Quelque part dans un tiroir, François a retrouvé une liste avec des numéros de cadres signés Eddy Merckx. Les passionnés du Cannibale achetaient un vélo de course portant la griffe d'Eddy comme un  amateur d'art contemplerait une sculpture de Giacometti. Chaque machine sortant de l'atelier de Meise portait  le sceau de la gloire des victoires du Tour de France, du Giro, de la Vuelta, de Liège-Bastogne-Liège et de Paris-Roubaix réunis. On dit que le propriétaire d'une de ces bécanes intemporelles a accroché la machine à un mur de sa maison pour que le rêve soit accessible en permanence. Tout ça pour dire la puissance poétique de la bécane. Elle transcende les âges, passe de génération en génération. A écouter les amateurs se croisant dans l'atelier de François, le vélo est une philosophie de la vie qui s'apprécie en solo comme en peloton. 

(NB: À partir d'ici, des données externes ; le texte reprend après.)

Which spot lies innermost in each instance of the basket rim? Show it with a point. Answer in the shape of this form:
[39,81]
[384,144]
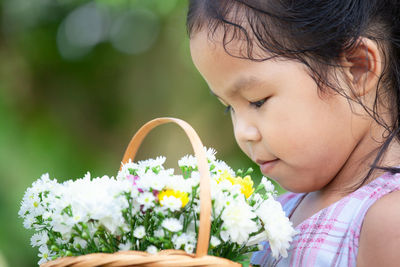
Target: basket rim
[205,187]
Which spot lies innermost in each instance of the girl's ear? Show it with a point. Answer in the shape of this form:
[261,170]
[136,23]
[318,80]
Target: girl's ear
[362,66]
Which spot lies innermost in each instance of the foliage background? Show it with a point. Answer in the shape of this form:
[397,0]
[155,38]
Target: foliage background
[77,79]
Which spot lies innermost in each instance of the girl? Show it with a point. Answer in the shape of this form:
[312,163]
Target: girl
[313,90]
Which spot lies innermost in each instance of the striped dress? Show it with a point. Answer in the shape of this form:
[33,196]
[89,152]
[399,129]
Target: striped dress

A la radio, ils ont dit que les ventes de vélos ont triplé depuis le début de l'épidémie. Les acheteurs ont raflé tout ce qui était en vente, dans les grandes surfaces comme dans les boutiques des artisans. Les routes désertées par les autos laissant la bride sur le cou des cyclistes, des automobilistes ont revisité la mythologie de la Mécanique Parfaite. Avec des débats du plus haut niveau. Méfiez-vous si on vous demande, mine de rien, ce que pensez du vélo à assistance électrique? Des puristes accusent ces engins à batterie d'être des avatars de la mobylette. D'autres se disent que c'est un pas en avant vers la liberté pour le cycliste quotidien. Bien entendu, on se gardera de trancher, à chacun sa vérité. Une remarquable revue cycliste française, "Le 200", a publié un grand papier sur cette question existentielle.

De là à en revenir au bidon qui dormait dans les rayons de chez Beaumont Cycles, il n'y a qu'un tour de roue de 28. La banalité n'existe pas. Les bidons font partie de la vie du cycliste. Il faut boire régulièrement pour effacer les côtes. A la hâte, mais en roulant doucement quand même. Ou en s'arrêtant pour regarder la plaine ou les collines, se désaltérer et souffler. L'autre jour, un gars que je connais a exhumé un morceau de chocolat noir du fond de sa veste. Croquant dedans, bouleversé, il s'est dit que c'était, en ce moment précis, meilleur que des frites à la banzaï. Impossible? Ben si. Tout arrive, à vélo. Bref, le bidon d'un autre âge, bleu métallisé, capable de conserver - grâce à sa double enveloppe -, le chaud comme le froid, café ou eau, rescapé d'un design oublié, a refait surface pendant l'épidémie. Et avec quelle classe, grâce à sa forme de fusée, à la tonicité de son alu, à sa capacité de rafraîchir le voyageur. Et, surtout, au fait que sa valeur n'était depuis longtemps plus commerciale mais sentimentale.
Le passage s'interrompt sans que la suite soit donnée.